To date, business software firms have focused their products solely on companies involved in manufacturing. Now ERP vendors are revving-up their offerings to meet the supply chain management needs of service-oriented companies, including banking, health care, insurance, entertainment, education, and real estate, among others. Nonmanufacturing firms represent a large untapped new market for software vendors, and about 70 percent of the U.S. gross national product.
Announced today, J.D. Edwards' new offering, called Asset Investment Management and Execution service (AIMx), aims to help service organizations better manage all areas of their businesses.
The AIMx framework includes individual applications that are designed to meet the specific needs of each vertical market.
The framework uses ActivEra, a collection of tools and technologies that allow customers to easily change their applications to respond to demands of their business environment.
"This is a different approach to a very complex issue," said Jim Tudrick, J.D. Edwards' worldwide marketing director for service industries. "Everyone has concentrated on the manufacturing distribution side.

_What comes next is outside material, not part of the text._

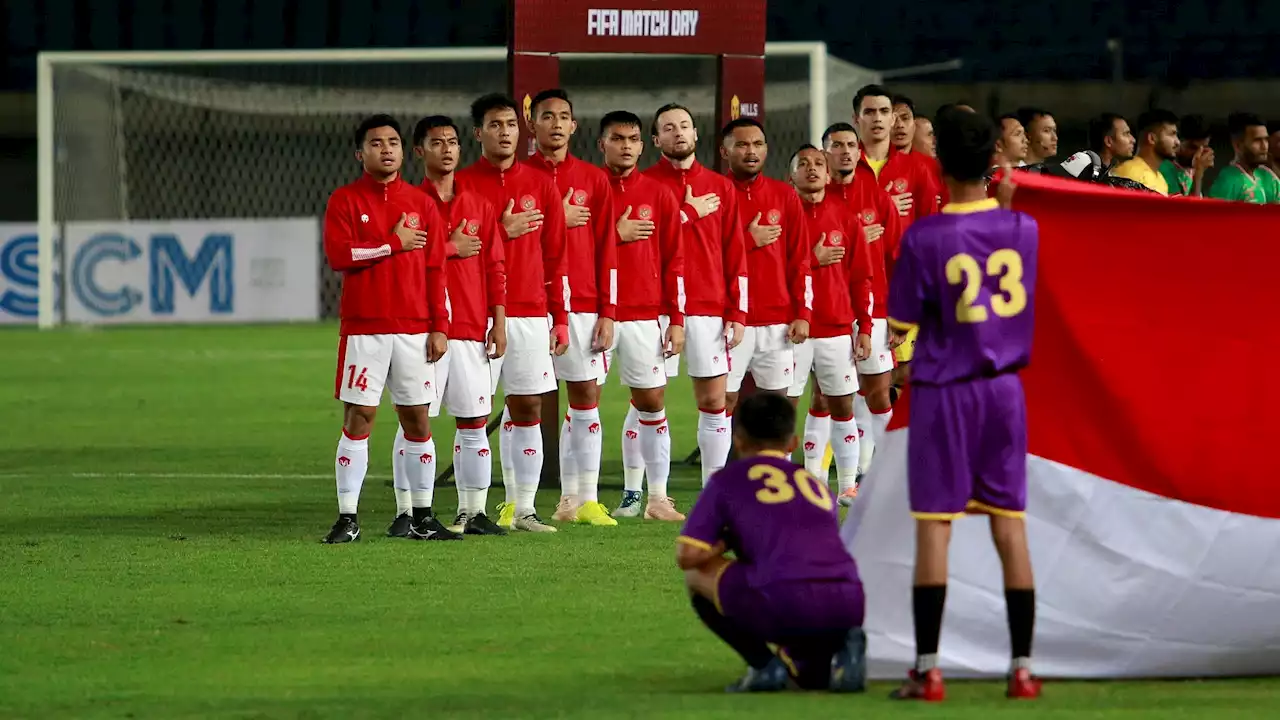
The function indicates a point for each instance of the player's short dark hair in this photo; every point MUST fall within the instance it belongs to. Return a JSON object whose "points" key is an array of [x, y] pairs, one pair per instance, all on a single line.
{"points": [[433, 122], [869, 91], [727, 131], [549, 94], [1028, 115], [487, 104], [835, 128], [1152, 119], [1194, 127], [1101, 128], [965, 142], [766, 418], [1239, 122], [624, 118], [667, 108], [799, 150], [379, 121]]}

No one has concentrated on the more difficult thing: supply chain services."
"There's a lot of opportunity there," said John Fontanella, analyst at AMR Research in Boston. For example, he said, a large bank could use supply chain management software to schedule ATM pickups, track brochure distribution, manage printing projects, and handle paychecks and office supplies sent to branches.
Fontanella said service-oriented companies will likely achieve notable success with supply chain software over the next several years that will help bring these embryonic offerings into the mainstream. AMR expects the overall supply chain management market to grow 50 percent to $4.5 billion in 1999, excluding nonmanufacturing sales.